Add to Monica's entitlement the reports of her utter manipulation of the president toward the end of their relationship (when she threatened to reveal their affair if he didn't hook her up with a job), and the stereotype is even more fleshed out. Like the Philip Roth-ian Jewish mother who smothers her child to the point of suffocation, Monica wouldn't leave the president alone. She became obsessed. She threw a tantrum at the White House when she learned the president was visiting with another young woman. She complained about her placement at the Pentagon because it was too far away from her sweetie. And in an attempt to insinuate herself into the president's thoughts, she would arrive at his public events sometimes hours early to get a prime spot. This strategy makes me think of my grandmother, who, on big sale days, would arrive at Bloomingdale's an hour early so she would be the first one through the door. (To be fair, Monica also represents a more benign, nurturing Jewish mother. After all, she showered the president with gifts and even brought him food during the government shutdown. Perhaps this is the Semitic version of the Madonna-whore complex?)
In my high school -- and I can only imagine what it's like now with cell phones -- JAPs were known as serious gabbers, gossips. We all know that if it wasn't for Monica's big mouth and her Princess phone, we wouldn't be in this mess. Her endless conversations with anti-friend Linda Tripp reveal an enormous capacity for inane girl-talk about diets and shopping. Again reinforcing some of the most insidious stereotypes of Jews, Monica offers to buy Tripp's silence, saying she will sell her stake in a condominium and give Tripp the money if she will remain mum. And, last week, Oprah Winfrey turned down an exclusive interview with Monica because she demanded money for her story. (Roseanne -- who is also Jewish, by the way -- was ready to cough up $1 million or more to sit down with our fair lady Lewinsky, but the deal fell through Monday.)
The joke goes like this: How can you tell if a Jewish American Princess has an orgasm? She drops her nail file. According to the Starr report, Monica dropped her nail file -- so to speak -- twice during her sexual liaisons with the president. But with this, she finally defies one tenacious JAP stereotype -- that of the frigid lover. Monica was downright provocative, teasing the president with a peek at her thong underwear, grabbing his crotch in a meet-and-greet line, going down on him on demand.
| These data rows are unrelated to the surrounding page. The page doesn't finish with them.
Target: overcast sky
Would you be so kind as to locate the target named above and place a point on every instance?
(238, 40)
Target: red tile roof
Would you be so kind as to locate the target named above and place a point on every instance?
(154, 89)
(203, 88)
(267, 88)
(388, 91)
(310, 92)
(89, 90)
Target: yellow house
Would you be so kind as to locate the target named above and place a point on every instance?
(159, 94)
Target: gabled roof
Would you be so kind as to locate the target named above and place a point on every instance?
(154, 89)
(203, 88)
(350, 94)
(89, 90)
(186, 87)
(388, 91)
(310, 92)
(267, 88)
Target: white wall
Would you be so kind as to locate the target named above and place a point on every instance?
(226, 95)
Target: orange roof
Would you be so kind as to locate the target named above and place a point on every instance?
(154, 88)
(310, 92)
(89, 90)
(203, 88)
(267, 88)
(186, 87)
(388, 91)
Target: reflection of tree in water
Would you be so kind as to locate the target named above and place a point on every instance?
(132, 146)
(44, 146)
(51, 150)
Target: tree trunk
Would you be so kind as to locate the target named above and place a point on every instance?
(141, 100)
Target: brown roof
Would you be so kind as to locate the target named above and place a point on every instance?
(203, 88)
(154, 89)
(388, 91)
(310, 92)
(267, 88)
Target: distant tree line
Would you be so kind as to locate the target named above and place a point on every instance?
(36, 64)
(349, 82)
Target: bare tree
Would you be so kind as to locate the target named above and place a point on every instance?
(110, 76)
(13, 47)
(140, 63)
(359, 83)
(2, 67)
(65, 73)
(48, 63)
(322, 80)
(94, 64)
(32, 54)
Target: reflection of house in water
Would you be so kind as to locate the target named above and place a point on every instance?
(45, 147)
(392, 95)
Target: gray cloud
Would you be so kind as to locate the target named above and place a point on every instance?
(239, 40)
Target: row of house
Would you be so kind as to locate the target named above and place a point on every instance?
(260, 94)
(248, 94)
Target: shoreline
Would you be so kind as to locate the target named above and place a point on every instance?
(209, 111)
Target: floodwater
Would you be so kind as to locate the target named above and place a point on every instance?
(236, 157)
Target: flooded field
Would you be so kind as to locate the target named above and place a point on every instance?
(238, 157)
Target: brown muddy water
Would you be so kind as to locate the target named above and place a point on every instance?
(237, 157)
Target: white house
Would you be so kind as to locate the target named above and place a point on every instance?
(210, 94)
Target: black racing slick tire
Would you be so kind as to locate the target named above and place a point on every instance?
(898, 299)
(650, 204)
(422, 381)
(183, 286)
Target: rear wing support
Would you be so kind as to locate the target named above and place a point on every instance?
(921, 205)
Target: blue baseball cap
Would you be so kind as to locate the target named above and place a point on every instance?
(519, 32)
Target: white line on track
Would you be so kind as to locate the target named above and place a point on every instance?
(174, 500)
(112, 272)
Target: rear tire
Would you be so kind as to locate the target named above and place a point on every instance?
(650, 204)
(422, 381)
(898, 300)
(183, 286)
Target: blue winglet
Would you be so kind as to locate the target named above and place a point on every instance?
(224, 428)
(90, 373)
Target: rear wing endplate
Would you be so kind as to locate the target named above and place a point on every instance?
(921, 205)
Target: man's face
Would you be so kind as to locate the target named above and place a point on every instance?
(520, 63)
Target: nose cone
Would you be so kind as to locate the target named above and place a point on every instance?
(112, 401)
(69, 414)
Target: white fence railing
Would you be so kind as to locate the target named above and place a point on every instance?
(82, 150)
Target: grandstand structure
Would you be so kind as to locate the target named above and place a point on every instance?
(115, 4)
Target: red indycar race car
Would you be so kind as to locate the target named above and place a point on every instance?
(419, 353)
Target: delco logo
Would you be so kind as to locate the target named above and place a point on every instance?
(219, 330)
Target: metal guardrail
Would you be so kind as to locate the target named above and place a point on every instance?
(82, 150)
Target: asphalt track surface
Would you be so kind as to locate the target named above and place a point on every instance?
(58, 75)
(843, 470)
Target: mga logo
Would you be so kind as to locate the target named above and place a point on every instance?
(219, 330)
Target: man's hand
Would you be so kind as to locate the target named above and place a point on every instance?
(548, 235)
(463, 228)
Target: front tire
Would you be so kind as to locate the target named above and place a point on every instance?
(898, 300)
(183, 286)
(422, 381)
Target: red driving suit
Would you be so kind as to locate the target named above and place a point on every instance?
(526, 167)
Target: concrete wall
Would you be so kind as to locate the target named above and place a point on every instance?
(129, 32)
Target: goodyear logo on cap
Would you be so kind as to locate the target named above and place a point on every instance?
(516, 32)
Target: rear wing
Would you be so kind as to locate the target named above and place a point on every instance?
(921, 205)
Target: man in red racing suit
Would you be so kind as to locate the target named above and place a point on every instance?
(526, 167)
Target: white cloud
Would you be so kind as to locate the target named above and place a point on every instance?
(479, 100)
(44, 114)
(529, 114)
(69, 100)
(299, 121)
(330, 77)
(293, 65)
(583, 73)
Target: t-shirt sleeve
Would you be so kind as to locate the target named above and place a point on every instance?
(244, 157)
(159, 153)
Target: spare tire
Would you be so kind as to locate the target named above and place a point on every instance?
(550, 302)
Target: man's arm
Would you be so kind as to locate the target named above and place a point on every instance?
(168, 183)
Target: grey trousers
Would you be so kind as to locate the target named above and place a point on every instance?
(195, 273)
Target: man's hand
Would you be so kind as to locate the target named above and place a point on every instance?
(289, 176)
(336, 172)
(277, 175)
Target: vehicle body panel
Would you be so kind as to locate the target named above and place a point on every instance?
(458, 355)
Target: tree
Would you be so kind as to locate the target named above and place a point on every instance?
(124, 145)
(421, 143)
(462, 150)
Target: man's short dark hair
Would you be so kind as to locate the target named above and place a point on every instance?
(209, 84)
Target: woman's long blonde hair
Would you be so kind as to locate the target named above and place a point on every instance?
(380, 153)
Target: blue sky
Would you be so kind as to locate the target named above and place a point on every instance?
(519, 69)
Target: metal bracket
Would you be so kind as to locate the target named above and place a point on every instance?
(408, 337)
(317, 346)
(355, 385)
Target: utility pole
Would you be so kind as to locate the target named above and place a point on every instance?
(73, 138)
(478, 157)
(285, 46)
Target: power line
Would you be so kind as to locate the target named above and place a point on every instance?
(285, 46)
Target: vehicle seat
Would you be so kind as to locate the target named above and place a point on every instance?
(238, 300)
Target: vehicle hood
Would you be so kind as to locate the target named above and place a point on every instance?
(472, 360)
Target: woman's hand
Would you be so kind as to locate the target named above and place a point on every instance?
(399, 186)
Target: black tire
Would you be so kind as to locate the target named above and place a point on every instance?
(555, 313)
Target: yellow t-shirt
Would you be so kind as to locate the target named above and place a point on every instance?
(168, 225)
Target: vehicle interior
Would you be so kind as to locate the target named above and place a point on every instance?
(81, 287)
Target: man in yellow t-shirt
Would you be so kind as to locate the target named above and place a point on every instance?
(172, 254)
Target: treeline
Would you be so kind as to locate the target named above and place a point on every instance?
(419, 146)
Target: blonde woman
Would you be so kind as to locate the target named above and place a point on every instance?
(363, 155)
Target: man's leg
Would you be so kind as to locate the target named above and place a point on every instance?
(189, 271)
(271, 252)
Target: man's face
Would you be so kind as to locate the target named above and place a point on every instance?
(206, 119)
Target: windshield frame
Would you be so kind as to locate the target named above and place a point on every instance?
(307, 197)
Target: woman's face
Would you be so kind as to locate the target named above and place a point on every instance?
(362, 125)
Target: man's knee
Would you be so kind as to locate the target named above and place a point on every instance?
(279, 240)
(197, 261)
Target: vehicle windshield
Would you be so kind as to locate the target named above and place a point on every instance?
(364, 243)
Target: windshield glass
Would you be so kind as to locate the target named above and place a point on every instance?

Perhaps this will be Lewinsky's great contribution to Jewish womankind, the emancipation of her sisters from their perceived state as neurotic prudes. To wit, this month's Cosmopolitan boasts the cover line "His Sexual Moan Zones: Bedroom Tricks Even Monica Lewinsky Doesn't Know About." The boys I grew up with used to joke that Jewish girls had the biggest breasts -- if you were lucky enough to cop a feel. They also said that while JAPs might go down on them, these girls were spitters, not swallowers. To swallow was too dirty, too messy, too risky. Obviously, they never met Monica.